Perhaps this is all too lyrical for some; too pious for others. Our failings as a church are grim enough, we all can set out those failings in detail. And those who reject Christianity and the Church are always happy to remind us, if we've forgotten. We live in an age where Christians don't want to remember our Christian past because it is too fraught and it has fallen to non-Christians to remind us of our failings. Yet, I wonder why we Christians let others tell our story for us. Why is the history for the Church left so often for those who have little interest in the Church as it is now? There has been some magnificent work done on church history in the last hundred or two hundred years, but do we need to go back and find again our Christian narrative, not papering over our sins and faults, but confessing them and looking for God's purpose in it all?

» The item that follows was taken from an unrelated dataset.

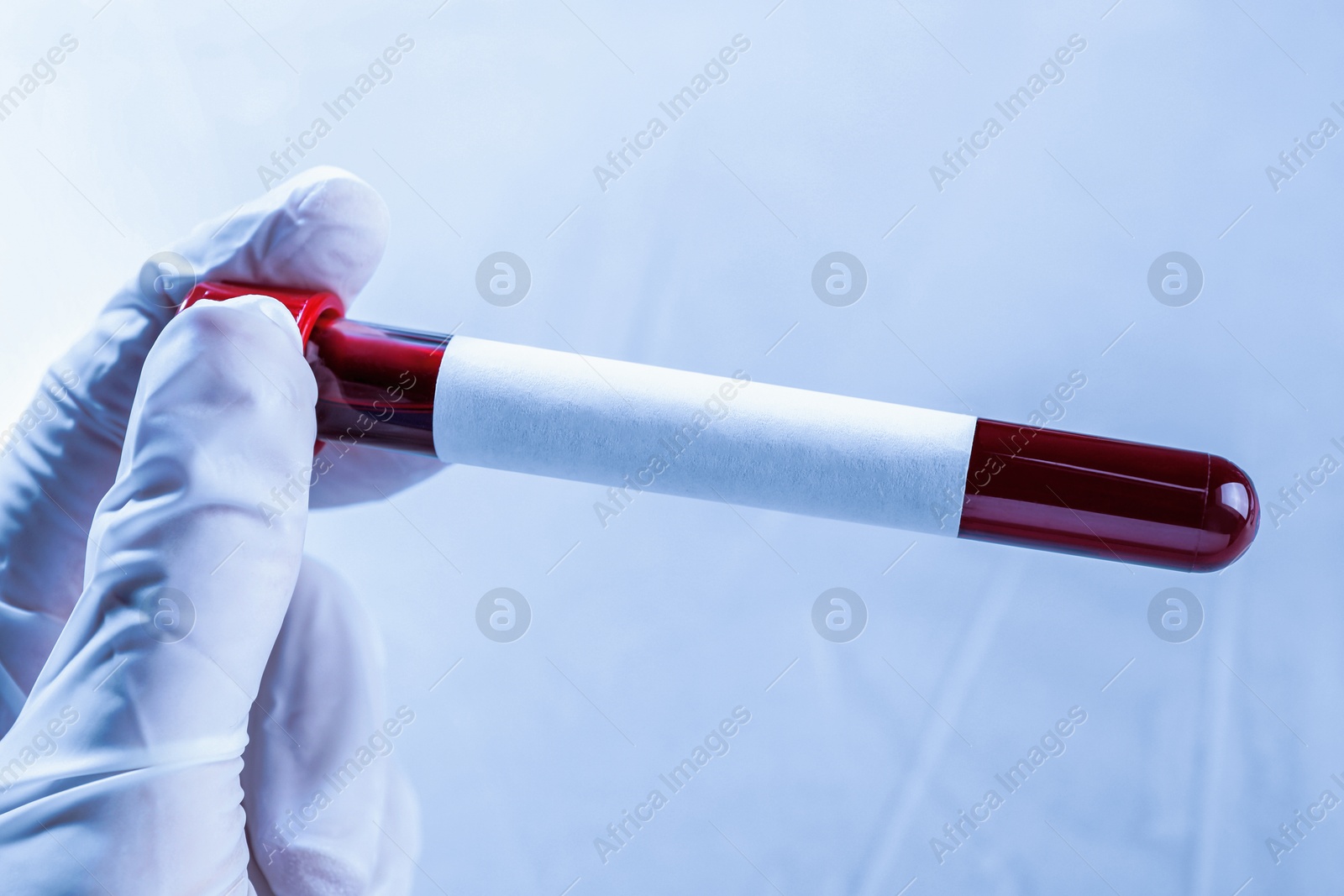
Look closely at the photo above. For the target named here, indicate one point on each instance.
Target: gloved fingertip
(276, 312)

What would a history look like which would celebrate faith and service to God, recognize sin and error, but still be essentially hopeful and faithful? How can we bear witness to the love of God in this world over our long history and offer hope for the future of our Christian lives?

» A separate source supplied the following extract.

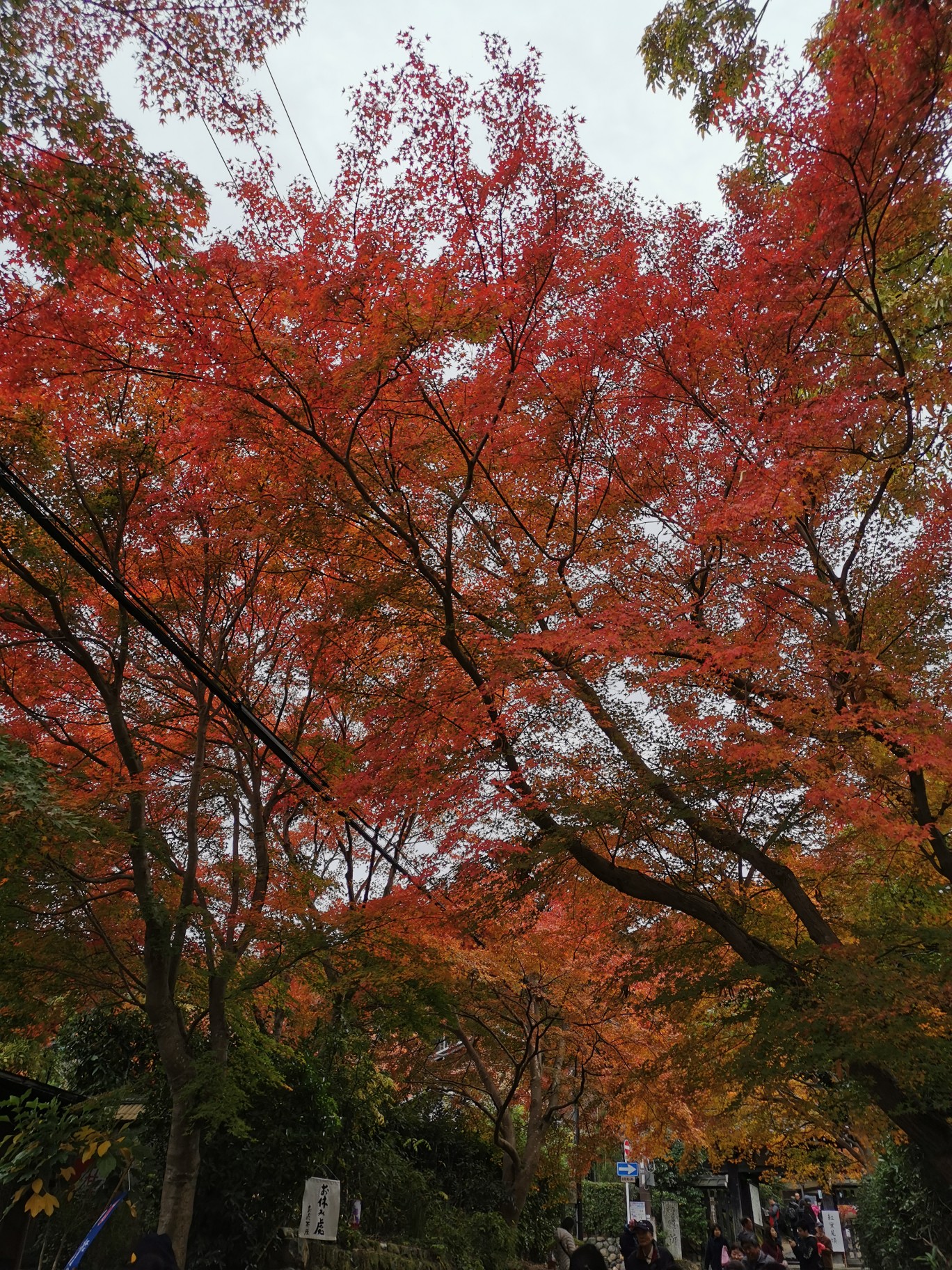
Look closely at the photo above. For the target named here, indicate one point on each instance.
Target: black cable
(300, 145)
(136, 606)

These are more questions I don't have answers for. Yet, I suspect that part of the answer is my own difficulty in seeing my own story in the way that I set out for Christian history. I would prefer to justify, to plead innocence and paper over my own failings. I know what the harder, and better, path is, but I rarely want to go down it. Yet, God is working in my life and others, as I know well. How to bridge the all too common reluctance to admit one is a sinner with the recognition of God in my life and those around me? And, if I can't do it, how can I speak to the broader question of our communal life as a Church?
We are all, in a sense, historians- most often of our own lives, but sometimes with a call for a broader vision. How would you tell your story, I wonder? How would you tell our story?